Why? It turns out this boy was living within the biggest black market of all. He was living in a “crack house”; when his mother, an addict, was evicted from her apartment, he went to live with his uncle, a drug dealer. This kid had access to anything the black market had to offer.

Who gave him this access? Everyone who supports the black market: everyone who supports the drug laws that create a black market in coca, that escalates the very minor problem of coca use to the major problem of cocaine and crack use.

We have created a violent world through the creation of stupid laws. This incident, and the others that occur because of prohibition violence, should tell us that we need to repeal those laws. Instead, children die because of stupid laws and we call for more stupid laws, this time against gun owners. What gun laws would have stopped this incident? Laws requiring trigger locks on stolen guns? Laws making it illegal for six-year-olds to smuggle guns into school that were picked up on the black market? Laws requiring drug dealers to keep their firearms safely locked away? (Believe it or not, Michigan prosecutor Arthur Busch is calling that the solution!) We’re talking about a six-year-old with a stolen gun, with one parent in prison, one in bondage to black marketeers, and a third guardian who is one of the black marketeers. If anything highlights the futility of using gun control to stop violence, this is it.

Using this incident to call for more gun control is utterly silly if the politicians believe it will help, and disgusting if they realize it won’t. The true solution is fewer laws. End the black market and we’ll end incidents like these. Throwing more gun laws and drug laws against this violence is like throwing gasoline on a blazing fire. It will only make the problem worse. Here’s something I ran across while doing research a few years ago:

“Instead of entering legitimate employment, they help in the family business and tend to acquire a distaste for work with less excitement and smaller returns. A violation in itself does not involve a sense of guilt; the only shame is in getting caught, and successful violation is rather a matter of boasting.
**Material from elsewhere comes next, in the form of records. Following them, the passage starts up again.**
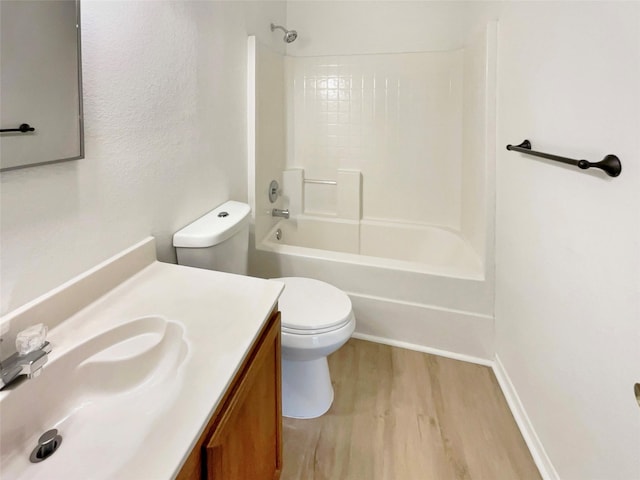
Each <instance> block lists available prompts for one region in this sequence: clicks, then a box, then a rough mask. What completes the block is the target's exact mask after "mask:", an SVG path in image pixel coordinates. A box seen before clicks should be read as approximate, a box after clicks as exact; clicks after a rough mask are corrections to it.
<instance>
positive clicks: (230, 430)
mask: <svg viewBox="0 0 640 480" xmlns="http://www.w3.org/2000/svg"><path fill="white" fill-rule="evenodd" d="M280 358H281V352H280V313H279V312H277V311H274V312H273V313H272V314H271V316H270V318H269V320H268V322H267V323H266V324H265V326H264V327H263V329H262V331H261V333H260V335H259V337H258V340H257V341H256V342H255V344H254V345H253V346H252V348H251V351H250V353H249V355H247V357H246V358H245V360H244V362H243V364H242V366H241V368H240V369H239V371H238V373H237V374H236V376H235V378H234V379H233V382H232V383H231V385H230V386H229V388H227V390H226V392H225V395H224V398H223V399H222V401H220V402H219V403H218V407H217V408H216V411H215V412H214V414H213V416H212V417H211V419H210V420H209V422H208V423H207V426H206V428H205V430H204V432H203V433H202V435H200V438H199V439H198V442H197V443H196V445H195V446H194V447H193V449H192V451H191V453H190V454H189V457H188V458H187V460H186V462H185V464H184V466H183V467H182V469H181V470H180V473H179V474H178V476H177V480H196V479H205V478H206V479H209V480H212V479H224V480H232V479H248V478H255V479H278V478H280V472H281V470H282V398H281V395H282V388H281V369H280Z"/></svg>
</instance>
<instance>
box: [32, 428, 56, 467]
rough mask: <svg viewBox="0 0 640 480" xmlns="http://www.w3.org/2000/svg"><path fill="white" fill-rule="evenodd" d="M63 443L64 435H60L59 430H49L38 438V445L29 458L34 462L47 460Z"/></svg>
mask: <svg viewBox="0 0 640 480" xmlns="http://www.w3.org/2000/svg"><path fill="white" fill-rule="evenodd" d="M61 444H62V436H61V435H58V430H56V429H55V428H53V429H51V430H47V431H46V432H44V433H43V434H42V435H41V436H40V438H39V439H38V446H37V447H36V448H35V449H34V450H33V452H31V456H30V457H29V460H31V462H32V463H38V462H41V461H43V460H46V459H47V458H49V457H50V456H51V455H53V454H54V453H55V451H56V450H57V449H58V447H60V445H61Z"/></svg>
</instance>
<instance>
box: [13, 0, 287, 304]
mask: <svg viewBox="0 0 640 480" xmlns="http://www.w3.org/2000/svg"><path fill="white" fill-rule="evenodd" d="M82 14H83V19H82V29H83V32H82V35H83V46H82V54H83V74H84V106H85V134H86V158H85V159H83V160H79V161H73V162H66V163H62V164H56V165H49V166H43V167H35V168H29V169H24V170H18V171H13V172H6V173H3V174H2V177H1V178H2V189H1V193H0V194H1V206H0V214H1V218H0V221H1V224H0V227H1V238H0V240H1V241H2V249H1V271H0V279H1V283H2V309H1V311H2V312H3V313H4V312H6V311H8V310H10V309H13V308H15V307H17V306H19V305H21V304H24V303H25V302H27V301H29V300H31V299H33V298H35V297H36V296H38V295H40V294H42V293H44V292H46V291H48V290H50V289H51V288H53V287H55V286H57V285H59V284H60V283H62V282H64V281H66V280H68V279H70V278H71V277H73V276H74V275H76V274H78V273H80V272H82V271H84V270H86V269H88V268H90V267H91V266H93V265H95V264H97V263H98V262H100V261H101V260H104V259H106V258H108V257H109V256H111V255H113V254H114V253H116V252H118V251H120V250H122V249H123V248H125V247H127V246H129V245H131V244H133V243H135V242H136V241H138V240H140V239H141V238H143V237H144V236H146V235H154V236H155V237H156V238H157V239H158V255H159V258H160V259H161V260H166V261H174V259H175V257H174V251H173V249H172V247H171V236H172V234H173V232H175V231H176V230H177V229H179V228H180V227H182V226H184V225H185V224H187V223H189V222H190V221H191V220H193V219H195V218H197V217H198V216H200V215H202V214H203V213H205V212H207V211H208V210H210V209H211V208H213V207H215V206H216V205H218V204H220V203H222V202H223V201H224V200H226V199H227V198H232V199H236V200H243V201H246V200H247V181H246V177H247V169H246V64H247V60H246V59H247V53H246V52H247V47H246V45H247V35H249V34H255V35H257V36H258V38H261V39H262V41H263V42H264V43H266V44H270V45H272V46H273V48H274V49H280V50H282V49H283V43H282V41H281V37H280V36H278V35H275V34H272V33H271V32H270V31H269V23H270V22H272V21H274V22H284V20H285V15H286V12H285V6H284V3H281V2H94V1H91V2H83V4H82Z"/></svg>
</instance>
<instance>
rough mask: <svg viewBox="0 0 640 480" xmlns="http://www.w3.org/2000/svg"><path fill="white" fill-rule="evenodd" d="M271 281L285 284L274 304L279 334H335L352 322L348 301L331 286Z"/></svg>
mask: <svg viewBox="0 0 640 480" xmlns="http://www.w3.org/2000/svg"><path fill="white" fill-rule="evenodd" d="M273 280H277V281H279V282H283V283H284V284H285V289H284V291H283V292H282V295H280V299H279V300H278V304H279V306H280V310H281V312H282V331H283V332H286V333H291V334H296V335H317V334H319V333H327V332H332V331H334V330H338V329H340V328H342V327H343V326H344V325H346V324H348V323H349V322H350V321H352V320H353V318H354V316H353V311H352V309H351V300H350V299H349V297H348V296H347V294H346V293H344V292H343V291H342V290H340V289H338V288H336V287H334V286H333V285H329V284H328V283H325V282H321V281H319V280H314V279H312V278H304V277H283V278H274V279H273Z"/></svg>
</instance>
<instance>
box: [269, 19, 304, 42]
mask: <svg viewBox="0 0 640 480" xmlns="http://www.w3.org/2000/svg"><path fill="white" fill-rule="evenodd" d="M276 29H278V30H282V31H283V32H284V37H283V40H284V41H285V42H287V43H291V42H293V41H295V39H296V38H298V32H296V31H295V30H287V29H286V28H284V27H281V26H280V25H274V24H273V23H272V24H271V31H272V32H273V31H274V30H276Z"/></svg>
Fear of punishment does not act as a deterrent to manufacture for home use or to engage in the traffic... usually wife and children help in it...” (Wickersham Commission Report on Alcohol Prohibition)
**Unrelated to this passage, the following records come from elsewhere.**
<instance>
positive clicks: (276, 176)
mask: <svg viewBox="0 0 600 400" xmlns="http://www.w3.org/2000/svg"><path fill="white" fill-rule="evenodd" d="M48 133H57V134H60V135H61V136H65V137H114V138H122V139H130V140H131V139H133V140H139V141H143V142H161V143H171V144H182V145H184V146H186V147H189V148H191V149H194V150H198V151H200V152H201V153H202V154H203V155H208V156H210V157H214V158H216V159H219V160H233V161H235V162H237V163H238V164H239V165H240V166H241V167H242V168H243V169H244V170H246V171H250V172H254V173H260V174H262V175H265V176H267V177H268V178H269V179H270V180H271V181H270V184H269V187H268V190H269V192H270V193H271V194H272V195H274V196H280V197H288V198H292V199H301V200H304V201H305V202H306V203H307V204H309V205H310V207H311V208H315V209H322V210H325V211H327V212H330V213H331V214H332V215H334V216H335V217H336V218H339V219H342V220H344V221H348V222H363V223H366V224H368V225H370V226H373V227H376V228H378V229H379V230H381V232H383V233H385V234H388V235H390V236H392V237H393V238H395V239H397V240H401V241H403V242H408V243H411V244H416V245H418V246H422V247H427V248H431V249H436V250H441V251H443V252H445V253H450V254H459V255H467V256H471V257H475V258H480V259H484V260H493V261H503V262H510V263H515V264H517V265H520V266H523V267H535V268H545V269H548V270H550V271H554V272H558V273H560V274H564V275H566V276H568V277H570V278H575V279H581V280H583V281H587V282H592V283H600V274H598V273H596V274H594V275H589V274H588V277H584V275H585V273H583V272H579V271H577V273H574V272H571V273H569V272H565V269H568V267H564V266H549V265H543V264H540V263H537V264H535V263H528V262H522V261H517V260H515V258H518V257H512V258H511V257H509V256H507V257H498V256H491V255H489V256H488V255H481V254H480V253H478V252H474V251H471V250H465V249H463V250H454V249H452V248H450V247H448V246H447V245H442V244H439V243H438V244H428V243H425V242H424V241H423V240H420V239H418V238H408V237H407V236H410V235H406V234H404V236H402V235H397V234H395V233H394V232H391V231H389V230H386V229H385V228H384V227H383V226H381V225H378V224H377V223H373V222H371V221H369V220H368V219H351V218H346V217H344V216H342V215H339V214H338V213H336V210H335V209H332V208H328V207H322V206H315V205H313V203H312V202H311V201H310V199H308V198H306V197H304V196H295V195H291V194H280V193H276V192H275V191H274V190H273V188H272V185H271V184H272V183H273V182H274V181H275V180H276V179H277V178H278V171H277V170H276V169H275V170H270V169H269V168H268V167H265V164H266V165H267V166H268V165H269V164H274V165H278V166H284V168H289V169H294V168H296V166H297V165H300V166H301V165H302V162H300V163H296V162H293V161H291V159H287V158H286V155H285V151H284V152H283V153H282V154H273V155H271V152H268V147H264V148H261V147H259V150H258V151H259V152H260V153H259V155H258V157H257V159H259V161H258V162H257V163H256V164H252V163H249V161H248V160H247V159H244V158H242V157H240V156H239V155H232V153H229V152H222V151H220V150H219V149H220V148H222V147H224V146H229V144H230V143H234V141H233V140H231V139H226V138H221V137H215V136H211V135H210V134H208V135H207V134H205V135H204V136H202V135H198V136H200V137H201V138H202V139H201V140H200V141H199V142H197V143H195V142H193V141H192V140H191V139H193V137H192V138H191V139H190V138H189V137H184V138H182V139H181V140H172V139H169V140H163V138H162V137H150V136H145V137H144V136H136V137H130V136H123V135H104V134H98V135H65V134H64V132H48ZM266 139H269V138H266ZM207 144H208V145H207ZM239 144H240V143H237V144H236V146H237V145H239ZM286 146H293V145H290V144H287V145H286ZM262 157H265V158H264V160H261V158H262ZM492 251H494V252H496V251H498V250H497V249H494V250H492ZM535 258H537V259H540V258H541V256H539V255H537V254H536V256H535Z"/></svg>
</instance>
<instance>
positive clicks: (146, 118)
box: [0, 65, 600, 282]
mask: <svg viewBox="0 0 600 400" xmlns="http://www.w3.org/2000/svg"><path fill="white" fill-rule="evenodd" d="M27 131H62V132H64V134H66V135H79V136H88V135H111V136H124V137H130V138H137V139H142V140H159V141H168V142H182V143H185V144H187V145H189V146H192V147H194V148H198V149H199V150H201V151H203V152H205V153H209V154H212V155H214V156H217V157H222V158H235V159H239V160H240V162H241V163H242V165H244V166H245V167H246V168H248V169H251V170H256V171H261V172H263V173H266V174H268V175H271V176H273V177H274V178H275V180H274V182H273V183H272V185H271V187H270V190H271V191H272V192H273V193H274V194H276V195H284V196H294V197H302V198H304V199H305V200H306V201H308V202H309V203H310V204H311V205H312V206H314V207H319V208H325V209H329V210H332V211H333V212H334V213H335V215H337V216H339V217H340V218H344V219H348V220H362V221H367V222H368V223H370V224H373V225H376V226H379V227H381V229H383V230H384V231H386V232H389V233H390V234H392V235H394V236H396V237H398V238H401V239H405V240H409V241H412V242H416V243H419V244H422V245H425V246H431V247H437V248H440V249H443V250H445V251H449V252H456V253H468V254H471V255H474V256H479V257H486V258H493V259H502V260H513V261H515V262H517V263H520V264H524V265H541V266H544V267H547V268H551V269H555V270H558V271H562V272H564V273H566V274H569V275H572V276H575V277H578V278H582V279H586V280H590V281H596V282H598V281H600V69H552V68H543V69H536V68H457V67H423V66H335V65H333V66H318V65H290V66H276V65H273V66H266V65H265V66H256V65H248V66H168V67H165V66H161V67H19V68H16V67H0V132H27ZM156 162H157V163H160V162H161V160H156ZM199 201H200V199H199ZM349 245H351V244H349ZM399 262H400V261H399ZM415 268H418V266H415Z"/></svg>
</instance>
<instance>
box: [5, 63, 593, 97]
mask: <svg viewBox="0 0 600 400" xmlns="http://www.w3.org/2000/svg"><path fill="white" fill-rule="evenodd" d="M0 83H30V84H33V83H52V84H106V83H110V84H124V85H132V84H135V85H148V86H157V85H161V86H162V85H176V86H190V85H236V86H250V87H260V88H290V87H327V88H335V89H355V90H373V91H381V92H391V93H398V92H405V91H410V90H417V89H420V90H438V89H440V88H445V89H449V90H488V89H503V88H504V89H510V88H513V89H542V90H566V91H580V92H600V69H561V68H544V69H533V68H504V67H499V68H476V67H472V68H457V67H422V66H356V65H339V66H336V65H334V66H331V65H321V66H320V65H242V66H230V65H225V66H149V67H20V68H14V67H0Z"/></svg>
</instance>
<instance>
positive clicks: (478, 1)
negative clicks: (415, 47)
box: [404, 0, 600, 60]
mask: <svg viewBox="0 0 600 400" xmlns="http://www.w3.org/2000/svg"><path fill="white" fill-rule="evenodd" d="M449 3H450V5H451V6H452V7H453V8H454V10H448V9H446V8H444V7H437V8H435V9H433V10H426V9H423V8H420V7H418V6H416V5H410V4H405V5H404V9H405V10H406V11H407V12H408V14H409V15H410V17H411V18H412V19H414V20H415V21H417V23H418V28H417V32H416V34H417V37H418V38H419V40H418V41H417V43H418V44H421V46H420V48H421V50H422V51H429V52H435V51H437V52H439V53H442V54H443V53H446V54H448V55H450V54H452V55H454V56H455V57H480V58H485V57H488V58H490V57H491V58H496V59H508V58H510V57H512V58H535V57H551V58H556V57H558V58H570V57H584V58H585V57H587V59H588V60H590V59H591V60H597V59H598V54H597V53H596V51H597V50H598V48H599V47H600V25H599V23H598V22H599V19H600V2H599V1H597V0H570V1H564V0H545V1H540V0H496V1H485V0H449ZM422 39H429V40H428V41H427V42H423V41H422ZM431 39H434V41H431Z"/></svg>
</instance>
“Because of the fear of [drug dealers selling to children], students of Cass Technical High School were required to bring their lunches or to purchase them in the school cafeteria, but under no circumstances were they to leave the school premises during the noon hour. Bishop School was closed because of the abundance of [dealers] nearby. A spokeswoman for the Florence Crittendon Home announced that [drug dealers] serving teenagers were the principal contributing cause for a 300 percent increase in the number of delinquent cases handled by the home. The school board demanded that the police maintain safety zones’ for children in school neighborhoods.” (Larry Engelmann, The Lost War Against Intemperance)
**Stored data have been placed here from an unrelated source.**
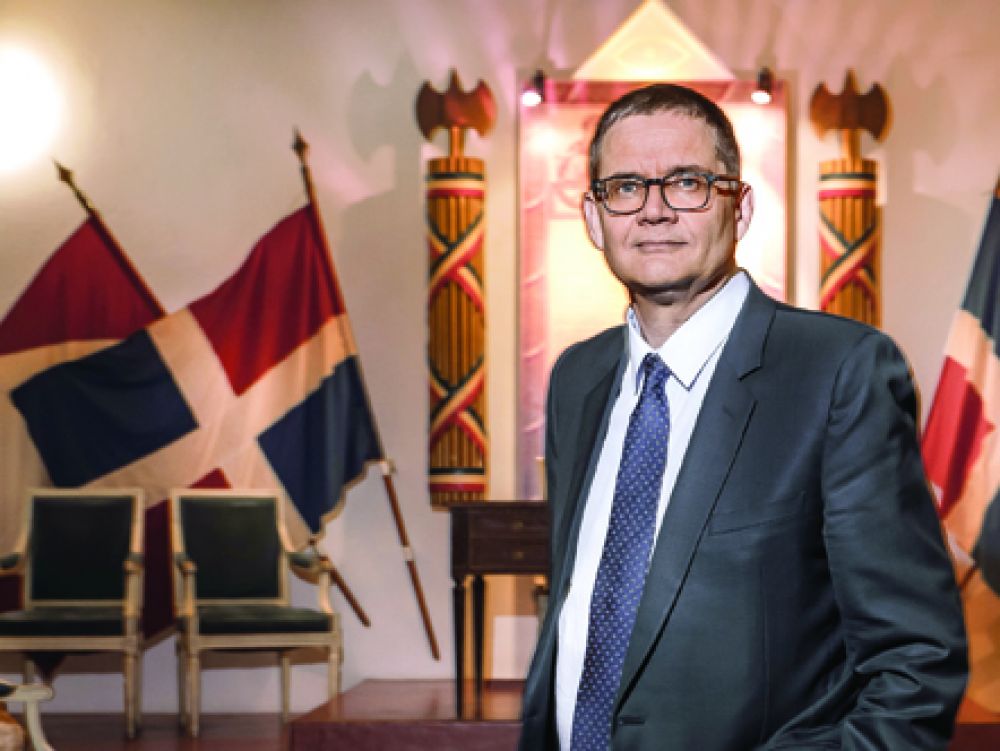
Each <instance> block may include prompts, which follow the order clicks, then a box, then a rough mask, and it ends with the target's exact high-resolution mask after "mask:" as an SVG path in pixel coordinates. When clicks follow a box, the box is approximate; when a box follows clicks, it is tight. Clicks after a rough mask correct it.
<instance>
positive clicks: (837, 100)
mask: <svg viewBox="0 0 1000 751" xmlns="http://www.w3.org/2000/svg"><path fill="white" fill-rule="evenodd" d="M809 119H810V120H811V121H812V124H813V128H814V129H815V131H816V135H818V136H819V137H820V138H822V137H823V136H825V135H826V133H827V131H829V130H838V131H840V135H841V139H842V143H843V146H844V156H845V157H846V158H847V159H857V158H859V157H860V156H861V139H860V136H861V131H862V130H867V131H868V132H869V133H870V134H871V136H872V138H874V139H875V140H876V141H882V140H883V139H884V138H885V136H886V134H887V133H888V132H889V125H890V123H891V119H892V114H891V109H890V105H889V97H888V95H886V93H885V89H883V88H882V87H881V86H880V85H879V84H877V83H875V84H872V87H871V88H870V89H868V92H867V93H865V94H861V93H860V92H858V82H857V80H856V79H855V77H854V71H853V70H850V69H848V71H847V75H845V76H844V89H843V91H841V92H840V93H839V94H831V93H830V90H829V89H828V88H826V84H824V83H821V84H820V85H819V86H817V87H816V89H815V91H813V95H812V99H810V100H809Z"/></svg>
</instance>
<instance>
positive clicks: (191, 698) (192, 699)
mask: <svg viewBox="0 0 1000 751" xmlns="http://www.w3.org/2000/svg"><path fill="white" fill-rule="evenodd" d="M187 665H188V667H187V671H188V702H189V704H190V708H191V711H190V713H189V714H188V735H190V736H191V737H192V738H197V737H198V729H199V728H198V721H199V719H200V718H199V715H200V714H201V665H200V664H199V660H198V653H197V652H196V653H194V654H191V655H188V659H187Z"/></svg>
Sound familiar? This is from 1931 and 1927, respectively, and the drug in question was alcohol. Alcohol prohibition resulted in the very same problems we’re seeing now. Children became involved with the black market. Children began carrying firearms inappropriately. Children became violent in schools. We ended that problem decisively, not by increasing stupid laws, but by ending them. We repealed prohibition, and violence in our schools ended. Today, our increased defense of the failed drug war sees more violence the more we spend on enforcement. When we renewed prohibition against hemp, coca, and poppies, we returned violence to our schools. The more we push the drug war, the more incidents like these we’ll see. We ended alcohol prohibition because we saw that “more laws resulted in more crimes”. We should do the same to eradicate the violence inherent in modern prohibition.

Look at Kayla Rolland’s tombstone. Look at the flowers outside her school. That is the face of the drug war. Support the drug war, and this is your responsibility.